Supply Chain and Information Management Group, D'Amore-McKim School of Business, Northeastern University, Boston, MA, United States.
College of Business and Information Systems, Dakota State University, Madiosn, SD, United States.
J Med Internet Res. 2020 Aug 13;22(8):e18350. doi: 10.2196/18350.
Social media are considered promising and viable sources of data for gaining insights into various disease conditions and patients' attitudes, behaviors, and medications. They can be used to recognize communication and behavioral themes of problematic use of prescription drugs. However, mining and analyzing social media data have challenges and limitations related to topic deduction and data quality. As a result, we need a structured approach to analyze social media content related to drug abuse in a manner that can mitigate the challenges and limitations surrounding the use of such data.
This study aimed to develop and evaluate a framework for mining and analyzing social media content related to drug abuse. The framework is designed to mitigate challenges and limitations related to topic deduction and data quality in social media data analytics for drug abuse.
The proposed framework started with defining different terms related to the keywords, categories, and characteristics of the topic of interest. We then used the Crimson Hexagon platform to collect data based on a search query informed by a drug abuse ontology developed using the identified terms. We subsequently preprocessed the data and examined the quality using an evaluation matrix. Finally, a suitable data analysis approach could be used to analyze the collected data.
The framework was evaluated using the opioid epidemic as a drug abuse case analysis. We demonstrated the applicability of the proposed framework to identify public concerns toward the opioid epidemic and the most discussed topics on social media related to opioids. The results from the case analysis showed that the framework could improve the discovery and identification of topics in social media domains characterized by a plethora of highly diverse terms and lack of a commonly available dictionary or language by the community, such as in the case of opioid and drug abuse.

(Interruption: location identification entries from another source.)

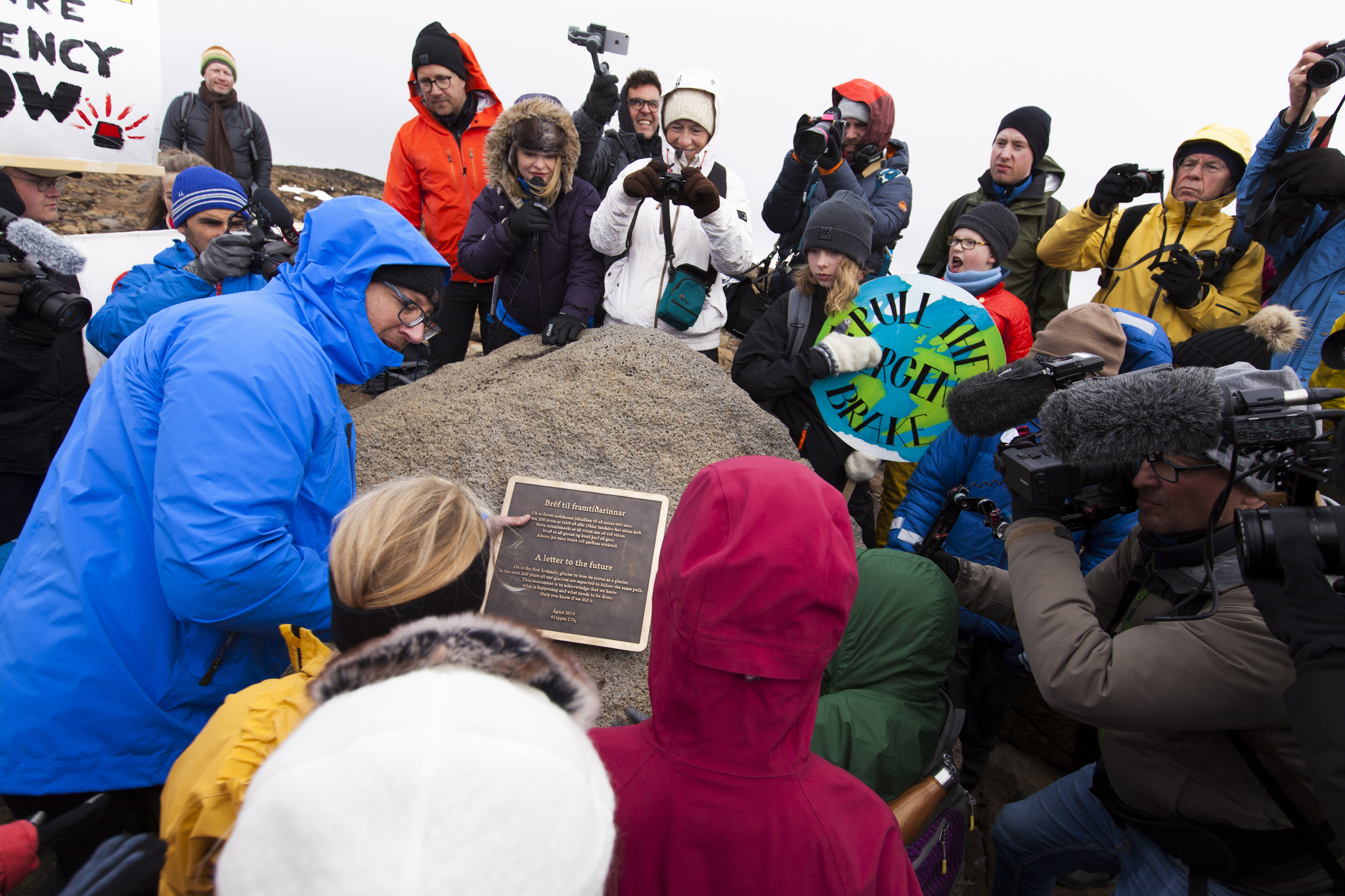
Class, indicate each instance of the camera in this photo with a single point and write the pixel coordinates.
(814, 141)
(47, 300)
(1146, 181)
(1083, 495)
(1331, 69)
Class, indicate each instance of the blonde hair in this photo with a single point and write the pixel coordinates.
(404, 540)
(845, 285)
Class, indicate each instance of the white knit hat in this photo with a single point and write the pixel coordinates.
(445, 779)
(690, 104)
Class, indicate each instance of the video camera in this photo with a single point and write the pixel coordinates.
(268, 224)
(27, 242)
(599, 39)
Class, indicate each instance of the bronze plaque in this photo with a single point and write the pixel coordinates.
(583, 567)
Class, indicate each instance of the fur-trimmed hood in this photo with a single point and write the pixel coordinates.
(482, 643)
(1278, 327)
(500, 141)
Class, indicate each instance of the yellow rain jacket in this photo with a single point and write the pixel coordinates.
(1078, 240)
(206, 786)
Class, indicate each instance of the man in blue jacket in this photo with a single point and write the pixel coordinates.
(979, 679)
(188, 512)
(210, 263)
(1305, 241)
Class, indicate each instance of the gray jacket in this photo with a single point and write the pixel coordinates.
(246, 133)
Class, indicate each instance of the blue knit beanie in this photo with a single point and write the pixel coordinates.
(202, 187)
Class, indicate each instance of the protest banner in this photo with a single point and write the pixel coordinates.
(934, 335)
(79, 86)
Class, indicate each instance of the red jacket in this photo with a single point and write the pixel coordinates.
(720, 793)
(432, 179)
(1012, 317)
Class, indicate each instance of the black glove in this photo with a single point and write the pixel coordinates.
(1315, 174)
(643, 183)
(1180, 280)
(950, 565)
(1304, 610)
(527, 219)
(698, 194)
(1111, 190)
(603, 98)
(120, 867)
(562, 330)
(225, 255)
(11, 289)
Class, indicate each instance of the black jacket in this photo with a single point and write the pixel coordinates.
(783, 386)
(248, 169)
(41, 389)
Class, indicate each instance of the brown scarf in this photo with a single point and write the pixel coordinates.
(218, 152)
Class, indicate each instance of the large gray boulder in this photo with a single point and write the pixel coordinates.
(623, 408)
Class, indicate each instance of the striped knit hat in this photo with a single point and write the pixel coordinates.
(218, 54)
(202, 187)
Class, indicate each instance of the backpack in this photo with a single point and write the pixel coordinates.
(188, 100)
(1232, 251)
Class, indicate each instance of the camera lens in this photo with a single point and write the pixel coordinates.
(1327, 72)
(1255, 531)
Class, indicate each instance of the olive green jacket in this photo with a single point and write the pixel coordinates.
(881, 714)
(1036, 211)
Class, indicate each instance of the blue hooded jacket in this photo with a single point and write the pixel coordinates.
(1315, 288)
(151, 288)
(966, 459)
(187, 515)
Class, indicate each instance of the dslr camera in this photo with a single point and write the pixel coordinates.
(1146, 181)
(42, 297)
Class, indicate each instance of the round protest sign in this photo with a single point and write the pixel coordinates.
(934, 335)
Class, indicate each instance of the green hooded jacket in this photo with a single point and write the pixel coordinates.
(881, 714)
(1036, 211)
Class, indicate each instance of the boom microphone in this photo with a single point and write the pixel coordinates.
(989, 403)
(1121, 419)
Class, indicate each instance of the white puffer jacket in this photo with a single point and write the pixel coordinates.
(724, 238)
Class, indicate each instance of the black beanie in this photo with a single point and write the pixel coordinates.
(426, 280)
(1033, 124)
(841, 224)
(436, 47)
(1219, 151)
(997, 226)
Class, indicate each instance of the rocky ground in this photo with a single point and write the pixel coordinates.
(110, 203)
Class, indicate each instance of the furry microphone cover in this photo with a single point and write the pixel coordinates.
(989, 403)
(1119, 419)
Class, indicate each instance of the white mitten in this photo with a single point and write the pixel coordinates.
(861, 468)
(853, 352)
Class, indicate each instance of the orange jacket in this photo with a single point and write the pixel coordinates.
(432, 178)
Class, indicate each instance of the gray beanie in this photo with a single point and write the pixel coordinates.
(1243, 377)
(843, 224)
(997, 226)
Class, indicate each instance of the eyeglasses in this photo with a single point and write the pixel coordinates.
(966, 244)
(43, 184)
(413, 314)
(1169, 472)
(443, 82)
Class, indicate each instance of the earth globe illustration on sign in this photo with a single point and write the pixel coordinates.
(934, 335)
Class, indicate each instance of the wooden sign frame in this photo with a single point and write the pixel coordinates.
(565, 633)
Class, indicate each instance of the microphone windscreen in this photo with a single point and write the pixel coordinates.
(276, 210)
(989, 403)
(1119, 419)
(42, 246)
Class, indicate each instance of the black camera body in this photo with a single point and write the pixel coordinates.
(1146, 181)
(47, 300)
(1082, 495)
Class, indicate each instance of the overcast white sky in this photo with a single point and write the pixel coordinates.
(1124, 82)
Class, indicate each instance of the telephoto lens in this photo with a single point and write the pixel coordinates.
(1255, 531)
(54, 307)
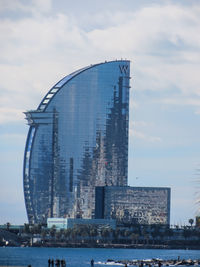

The proposed framework addressed the challenges related to topic detection and data quality. We demonstrated the applicability of the proposed framework to identify the common concerns toward the opioid epidemic and the most discussed topics on social media related to opioids.
社交媒体被认为是获取各种疾病状况和患者态度、行为和用药信息的有前途且可行的数据源。它们可用于识别处方药物滥用的交流和行为主题。然而,挖掘和分析社交媒体数据在主题推导和数据质量方面存在挑战和限制。因此,我们需要一种结构化的方法来分析与药物滥用相关的社交媒体内容,以减轻围绕使用此类数据的挑战和限制。
本研究旨在开发和评估一种挖掘和分析与药物滥用相关的社交媒体内容的框架。该框架旨在减轻与社交媒体数据分析中与主题推导和数据质量相关的挑战和限制,以用于药物滥用。
所提出的框架首先定义了与关键词、类别和感兴趣主题的特征相关的不同术语。然后,我们使用 Crimson Hexagon 平台根据使用已识别术语开发的药物滥用本体论所告知的搜索查询来收集数据。随后,我们预处理了数据并使用评估矩阵检查了数据质量。最后,可以使用合适的数据分析方法来分析收集的数据。
该框架使用药物滥用案例分析(如阿片类药物流行)进行了评估。我们证明了该框架能够识别公众对阿片类药物流行的关注以及与阿片类药物相关的社交媒体上讨论最多的话题。案例分析的结果表明,该框架可以改善对社交媒体领域中存在大量高度多样化术语且社区缺乏常用字典或语言的主题的发现和识别,如阿片类药物和药物滥用的情况。
所提出的框架解决了主题检测和数据质量方面的挑战。我们证明了该框架能够识别公众对阿片类药物流行的关注以及与阿片类药物相关的社交媒体上讨论最多的话题。